The climbdown increases the likelihood that German state-controlled development bank KfW will buy at least a part of the Daimler stake, the sources said.

The German parliament's budget committee needs to finalise a decision about the 2012 budget by Thursday which would have to accommodate any acquisition by KfW of EADS shares from Daimler.

It looks as though it is going to be KfW, a person familiar with the matter said Wednesday.

Key members of Germany's Free Democratic Party (FDP) had opposed government intervention in the deal and instead pressed for a market-driven solution to ownership. But a search for a private sector investor has failed to find a buyer, banking and industrial sources said.

Germany has been searching for domestic investors as a way to retain influence in the Airbus parent group.

EADS is governed by a shareholder pact that gives joint strategic control to Daimler and key French shareholder Lagardere . A potential Daimler pull-out raises questions over the future of the pact, which contains clauses designed to protect national security interests.

France and Germany are seen as keen to avoid a full-scale renegotiation of the politically sensitive pact ahead of elections in France next year followed by Germany in 2013.

A person familiar with the talks, speaking on condition of anonymity, cautioned there have been several false starts in negotiations between Daimler and the government, but said An agreement certainly seems to be closer than before.

EADS shares were down 5 percent in a weak European market.

Diplomats say any radical recomposition of EADS ownership would likely be discussed between Merkel and French President Nicolas Sarkozy, who intervened in 2007 to change the management structure and dampen a feud that soured bilateral relations.

Daimler holds a 15 percent economic interest in EADS and 22.5 percent of the voting rights, and is looking for a buyer for part of its stake.
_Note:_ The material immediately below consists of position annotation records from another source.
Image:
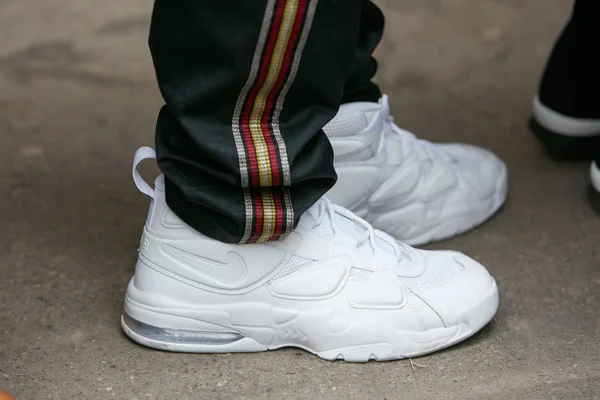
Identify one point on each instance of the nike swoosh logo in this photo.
(232, 271)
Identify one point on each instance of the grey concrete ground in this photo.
(77, 97)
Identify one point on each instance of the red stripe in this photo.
(264, 68)
(258, 215)
(279, 213)
(283, 72)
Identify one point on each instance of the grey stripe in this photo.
(235, 124)
(285, 166)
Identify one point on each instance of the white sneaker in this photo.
(335, 287)
(412, 189)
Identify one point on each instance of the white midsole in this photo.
(563, 124)
(264, 327)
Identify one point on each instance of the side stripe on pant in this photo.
(264, 167)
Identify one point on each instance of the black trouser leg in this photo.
(359, 85)
(248, 85)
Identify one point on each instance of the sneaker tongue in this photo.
(352, 118)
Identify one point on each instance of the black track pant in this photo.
(248, 86)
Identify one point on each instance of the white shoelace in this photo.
(329, 210)
(394, 132)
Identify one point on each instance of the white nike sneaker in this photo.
(412, 189)
(335, 287)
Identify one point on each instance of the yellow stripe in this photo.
(283, 36)
(269, 217)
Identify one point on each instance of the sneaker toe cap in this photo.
(471, 297)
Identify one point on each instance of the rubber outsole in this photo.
(175, 340)
(563, 147)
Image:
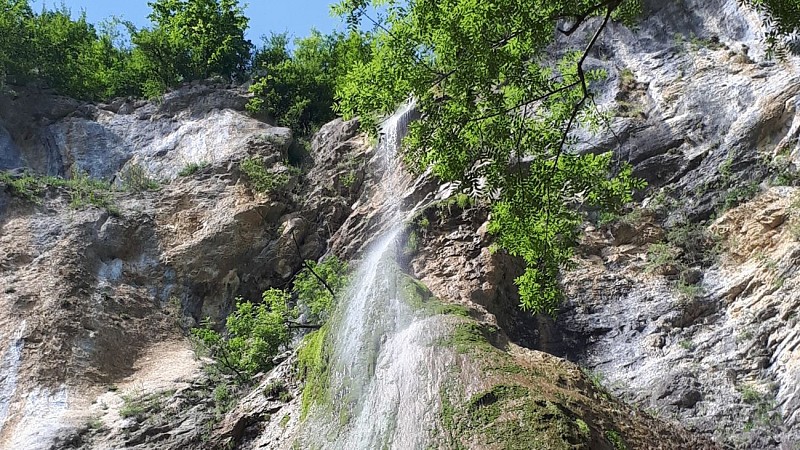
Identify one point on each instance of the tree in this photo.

The entire 22.5 percent stake could ultimately end up in the hands of KfW, one of the people familiar with the deal said Thursday.

Daimler has said it wants to focus on its core automotive business and reduce the long-term drag on earnings that EADS represents.

Daimler, KfW and EADS declined to comment.

Germany's economy ministry, which is headed by FDP party chief Philipp Roesler who has previously opposed any state purchase of EADS shares, was not available for comment.

EADS was founded in 2000 from a merger of French, German and Spanish aerospace interests with Paris and Berlin guaranteed equal weight. The company produces Airbus passenger jets, European Ariane rockets and sensitive national security assets including France's nuclear deterrent and German fighter planes.

The French government owns 15 percent of the company but its day-to-day role is curtailed by the pact. Lagardere owns 7.5 percent and speaks for the French camp as a whole on the board.